The news that a hundred major monuments and historical sites are up for 'adoption' by private corporations, public sector undertakings and individuals under the government's 'Adopt A Heritage' (sic) plan came to public notice when the news broke that the Lal Qila had been given over to the care of the Dalmia Bharat Group for the next five years. A newspaper report quoted the company's CEO as saying "[we] have to start work within 30 days and have to own it for five years initially. Then the contract can be extended on mutually agreeable terms. It will help us integrate the Dalmia brand with India."

It can be said without controversy that integrating the Dalmia brand with India isn't a pressing priority for anyone except the company. On the other hand, the Red Fort is every Indian's business. Over the past century and a half, it has come to stand for India. From the revolt of 1857 to the INA trials of the 1940s, the fort became a sign for an insurgently nationalist India. When Subhas Bose said 'Dilli Chalo', Delhi was represented by the Lal Qila. When L.K. Advani campaigned on his rath in the mid-1990s, his pink, motorized chariot had Netaji painted on one side with the Red Fort in the background. This was meant to invoke the INA's intended assault on Delhi as a precedent for Advani's own. India's prime ministers have addressed the nation on every Independence Day from the ramparts of this iconic building.

So the Red Fort matters as do the Taj Mahal, the Sun Temple in Konark, Fatehpur Sikri, the Residency in Lucknow, Sarnath, the Sunderbans, Pangong Lake and India Gate, which are just some of the famous sites up for corporate 'friending' on the Adopt A Heritage website. These places are India; when a company's CEO says that its MoU with the government allows it to "own it for five years", it's reasonable for you and I as citizens to want to read the fine print of the MoU to understand the rights these companies will be given in these national heritage sites in return for their money and their managerial expertise. But more largely, the prospect of Dalmia Bharat managing the Red Fort and, possibly, the Sun Temple in Konark or GMR Sports being given some form of branding rights over the Taj Mahal, should prompt a national conversation on the relationship being proposed between private capital and national heritage.

It's worth saying here that non-governmental funds and expertise are not just welcome, they are essential for the preservation of India's heritage, whether these come from international bodies like Unesco, non-profit organizations like the Aga Khan Trust for Culture or private corporations. The idea that the Archaeological Survey of India along with the ministry of culture should have a monopoly over the care of India's built heritage has been comprehensively discredited by the track record of these organizations.
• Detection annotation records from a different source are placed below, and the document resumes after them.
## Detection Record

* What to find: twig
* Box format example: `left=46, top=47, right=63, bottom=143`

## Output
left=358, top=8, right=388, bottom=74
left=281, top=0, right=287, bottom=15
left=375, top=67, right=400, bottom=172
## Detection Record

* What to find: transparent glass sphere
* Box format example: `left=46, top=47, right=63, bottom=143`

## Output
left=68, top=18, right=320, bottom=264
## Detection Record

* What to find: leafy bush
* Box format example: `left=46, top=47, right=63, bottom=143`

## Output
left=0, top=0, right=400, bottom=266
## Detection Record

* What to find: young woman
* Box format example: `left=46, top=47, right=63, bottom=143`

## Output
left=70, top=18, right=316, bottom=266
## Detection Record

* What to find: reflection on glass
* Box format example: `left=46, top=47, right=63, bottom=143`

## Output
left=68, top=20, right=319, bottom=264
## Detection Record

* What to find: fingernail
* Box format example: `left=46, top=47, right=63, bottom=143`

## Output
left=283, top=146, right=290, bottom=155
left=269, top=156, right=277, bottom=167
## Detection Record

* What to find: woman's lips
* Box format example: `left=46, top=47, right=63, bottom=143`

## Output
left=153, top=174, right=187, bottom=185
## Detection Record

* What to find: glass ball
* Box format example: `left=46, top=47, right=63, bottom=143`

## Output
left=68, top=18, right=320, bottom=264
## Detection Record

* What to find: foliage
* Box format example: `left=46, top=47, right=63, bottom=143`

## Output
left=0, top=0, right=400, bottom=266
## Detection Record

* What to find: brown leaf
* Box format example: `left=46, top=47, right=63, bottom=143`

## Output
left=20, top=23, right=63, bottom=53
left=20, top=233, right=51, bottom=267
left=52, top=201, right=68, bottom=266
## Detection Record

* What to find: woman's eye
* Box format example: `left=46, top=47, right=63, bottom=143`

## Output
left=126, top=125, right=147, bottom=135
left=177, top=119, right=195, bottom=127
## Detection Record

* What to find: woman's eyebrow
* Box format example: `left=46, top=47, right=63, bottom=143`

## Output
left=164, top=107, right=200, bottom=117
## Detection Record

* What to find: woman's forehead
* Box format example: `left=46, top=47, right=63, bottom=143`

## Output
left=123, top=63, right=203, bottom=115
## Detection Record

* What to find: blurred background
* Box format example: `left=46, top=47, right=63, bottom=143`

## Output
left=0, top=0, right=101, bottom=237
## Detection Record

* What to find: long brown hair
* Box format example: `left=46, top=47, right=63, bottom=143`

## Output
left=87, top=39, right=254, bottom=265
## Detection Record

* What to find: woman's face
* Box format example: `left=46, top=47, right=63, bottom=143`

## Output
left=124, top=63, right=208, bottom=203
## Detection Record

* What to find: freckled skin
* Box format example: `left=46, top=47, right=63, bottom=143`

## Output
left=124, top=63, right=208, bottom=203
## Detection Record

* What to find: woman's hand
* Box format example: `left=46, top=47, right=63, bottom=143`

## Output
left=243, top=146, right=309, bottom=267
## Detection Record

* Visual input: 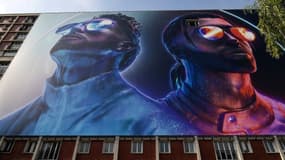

Even the most famous Indian heritage sites are often uncomfortable, inaccessible, poorly maintained and badly conserved places that neither welcome nor inform their visitors.

The renovation and conservation of Humayun's Tomb and the monuments of Basti Hazrat Nizamuddin are outstanding examples of the benefits that accrue from an understanding among the ASI, the government's public works department and a private trust like the Aga Khan Trust for Culture. The scrupulous restoration of the tomb of Abdur Rahim Khan-i-Khanan led by the conservation architect, Ratish Nanda, of the Aga Khan Trust and supported by IndiGo airlines and the ASI is another public-private success story. If the Adopt A Heritage programme was using these as benchmarks for its MoUs, we could all rest assured. Alas, it isn't.

Since the memorandum of understanding between Dalmia Bharat and its government partners — the ministries of tourism and culture and the Archaeological Survey of India — isn't publicly available, the scope of this 'understanding' has to be gleaned from newspaper reports. It isn't clear from initial reports whether Dalmia Bharat's connection with the Red Fort is like the Aga Khan Trust's relationship with Humayun's Tomb (the responsibility for rigorously researched restoration and discreet credit for a job well done) or whether it's like Emirates Airways's relationship with Arsenal's football stadium (a quid pro quo that makes the site a billboard for the company's brand in return for funds and services rendered) or something in between.

There is a problem with the second sort of relationship when the places in question are heritage sites. What works with a sports stadium isn't a good model for sites that are seen in our collective imagination as 'national' or as sacred or definitive of some part of our country.